Trevi/ Biografia Plurale di una comunità

Una mostra che, articolata in tre progetti, rilegge l’anima dell’artista e del luogo per cui sono stati prodotti.

Il Centro per l’Arte Contemporanea Palazzo Lucarini Contemporary di Trevi apre le porte a Trevi/ Biografia Plurale di una comunità, una speciale mostra di Virginia Ryan che sarà visibile al pubblico fino all’8 novembre.

L’esposizione, a cura di Maurizio Coccia e Mara Predicatori, propone una rilettura di tre progetti dell’artista d’origine australiana, di cittadinanza italiana, realizzati con e per la cittadina di Trevi. Da qui il titolo che rimanda sia al luogo di produzione sia alla precedente mostra da lei realizzata nel 2017, sempre negli spazi di Palazzo Lucarini, ove presentò una serie di lavori incentrati sulla fotografia e il collage a soggetto etnografico, richiamando la sua passione decennale per arte contemporanea Africana, perno centrale su cui ruota la sua ricerca artistica.

Mentre in quest’ultimo progetto la selezione di opere esposte propone operazioni artistiche che, pur utilizzando ancora immagini fotografiche, riguardano la comunità locale della località umbra.
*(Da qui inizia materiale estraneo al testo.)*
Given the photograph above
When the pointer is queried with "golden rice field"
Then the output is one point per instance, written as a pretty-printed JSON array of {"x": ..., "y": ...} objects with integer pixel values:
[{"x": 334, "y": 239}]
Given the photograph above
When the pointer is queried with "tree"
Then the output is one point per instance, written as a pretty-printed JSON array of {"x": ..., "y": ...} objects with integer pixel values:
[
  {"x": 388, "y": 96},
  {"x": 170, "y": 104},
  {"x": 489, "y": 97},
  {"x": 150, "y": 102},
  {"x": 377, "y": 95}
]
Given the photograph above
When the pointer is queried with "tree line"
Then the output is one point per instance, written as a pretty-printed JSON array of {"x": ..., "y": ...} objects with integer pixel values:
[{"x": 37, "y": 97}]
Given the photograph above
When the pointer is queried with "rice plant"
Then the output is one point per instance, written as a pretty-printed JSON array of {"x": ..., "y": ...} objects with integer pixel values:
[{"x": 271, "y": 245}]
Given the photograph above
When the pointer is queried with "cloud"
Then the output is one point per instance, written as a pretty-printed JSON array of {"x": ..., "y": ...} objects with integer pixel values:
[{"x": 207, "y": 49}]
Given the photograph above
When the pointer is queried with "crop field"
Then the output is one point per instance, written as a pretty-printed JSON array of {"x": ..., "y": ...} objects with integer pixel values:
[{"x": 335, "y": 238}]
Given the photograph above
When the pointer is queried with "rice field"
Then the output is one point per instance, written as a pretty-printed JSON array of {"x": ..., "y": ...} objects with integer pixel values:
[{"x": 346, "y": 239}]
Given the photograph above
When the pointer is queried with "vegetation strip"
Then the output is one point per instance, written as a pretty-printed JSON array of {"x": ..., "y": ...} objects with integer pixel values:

I tre progetti, infatti, costituiscono un’unica installazione che allude, senza mai dichiararli, a diversi eventi traumatici: il sisma del 1997, la forzata eliminazione – causa legge sulla privacy – dell’archivio analogico di un locale studio fotografico, la recente quarantena Covid 2020. Eventi catalizzatori che hanno ispirato l’artista a un dialogo diretto e partecipato con la cittadinanza dando luogo a lavori che prendono spunto da brandelli di vita vissuta e dai volti degli stessi abitanti. Grandi ritratti femminili e tracce disseminate ricostruiscono, infatti, il senso di identità a un tempo individuali e collettive, dove il visitatore si può letteralmente specchiare in un gioco di riflessi tra soggetto e contesto.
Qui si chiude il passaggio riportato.